Interesting. Amusing. Somethingsomethingwhatever. ;)
Google Will Eat Itself
I'm not even going to look at the website. I already have far too many distractions.
Two words...
Mentos, Coke.
This thing nearly drove me to madness last night. Apparently drawing a straight line is not my forte’. I actually came across this game/addictive-life-waster a few weeks ago. I wasn’t going to post it because I thought it was a form of cruel and unusual punishment. But then I saw the write-up about it in the NYT and figured if they could give America one more reason not to do something constructive, then who am I not to share it also?
And Alex, I checked out the Google will eat itself place a couple weeks ago. I’m fascinated by all things Googly.

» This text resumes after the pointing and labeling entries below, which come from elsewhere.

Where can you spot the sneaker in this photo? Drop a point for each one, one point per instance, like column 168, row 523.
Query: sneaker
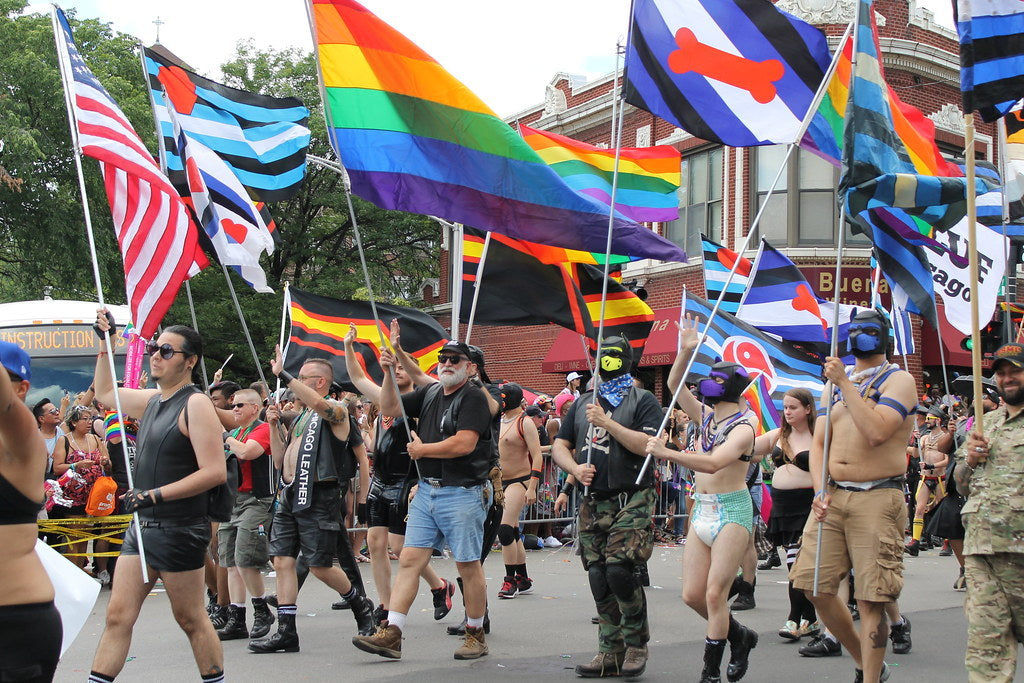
column 961, row 583
column 822, row 646
column 900, row 635
column 442, row 599
column 386, row 642
column 510, row 589
column 604, row 665
column 811, row 630
column 635, row 662
column 791, row 631
column 474, row 646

I’m still not quite sure what they’re all about, but it was pretty interesting.
Did you watch the scary little video “EPIC”?
Now I'm a likin' EPIC. If you notice towards the end when EPIC casts its' shadow, it uses the E-(pi sign)-C. Cool vid.
I saw the Google Will Eat Itself (GWEI) on the DW news special (German tv on LinkTV) on search engines and it pretty much said the same thing with real-life examples of how people's privacy is being compromised.
The GWEI is the brainchild of a couple of people what use clicks (could be fraud) using internet robots for making money, which they then reinvest in Google stock (wash, rinse, repeat).
According to the program, the scary thing is that advertisers pay to advertise but instead of paying for sales, they pay for clicks that link over to their site, but may not buy anything from their sites.
Repeat.
Advertisers pay only to link to their sites but that don't result in sales.
It said that Google issues refund checks to advertisers on a monthly basis for a couple of thousand dollars, even though it could be much much higher.
Google doesn't share any of that information with anyone.
If that business model is true, it's spelled b-u-b-b-l-e.
I saw that Line Rider in a class on Flash and the teacher was explaining the steps you need to take to create something like that it was pretty cool.
The GWEI sounds like a pyramid scheme to me, I doubt Google will pay off for unveriefied ads and especially not sell stock for it, it maybe all just digital money but I doubt that the accountants and stockbrokers are going to just let it pass.
Ok Alex, explain the shadow that the word EPIC was casting again.
I saw it, stared at it, and couldn't figure out why it was wrong or what it was trying to say.
And why is it a bad thing for advertisers to be paying to link to their site, even if nothing is puchased by the clicker?
They still get their store
advertised, and the click-ee gets money for having the store's link on their site.
I must be missing a step.
Moogirl.
EPIC...
Somewhere close to the end of the video, there's a spot where the word "EPIC" looks like it's casting a shadow with the letters looking normal and then the shadow part looks like the letters are upside down as it would if it was a shadow. Except the middle two letters are an upside down pi symbol, π.
Google advertising...
It's like all advertising. The quest for the holy grail to find out how and where to best spend advertising dollars to get the best return on advertising money. It's a cost of doing business.
However, in the internet world the more effective way is to reward the referrer when a sale occurs, usually with a percentage and that referral has a code attached to it to identify the referrer (there are sites that have made pretty good money using the referral model and the best of these pull in anywhere from $50K/yr to $500K+/yr).
In physical stores (instead of virtual stores), all traffic and little or no sales is bad. Just like sending clicks to a virtual site and paying for unconsummated sales is not a good idea.
It's prone to abuse when people create little "bots" to increase the number of clicks falsely (click fraud) for which the they get paid, but which means that advertisers are getting defrauded by paying for false traffic to their sites if they're only paying for clicks and not sales.
As long as Google has been around, people have figured out how to "game" the system to get paid for false referrals.
The early business models for internet advertising included a rate plus a percentage fee based on traffic referred to a business' site. As far back as 2 years ago, some advertisers were getting hit with $20K/mth in advertising bills in some of the early business models because people were gaming the system.
I believe there is currently a $90M lawsuit against Google in the US to settle click fraud claims, and this was mentioned in the DW news show.
Ohhhh I get it,P-pi sign-C,EPIC.
DUH! I knew the shadow wasn't right when I saw it, I just couldn't figure out why.
And Google? I think they can afford it.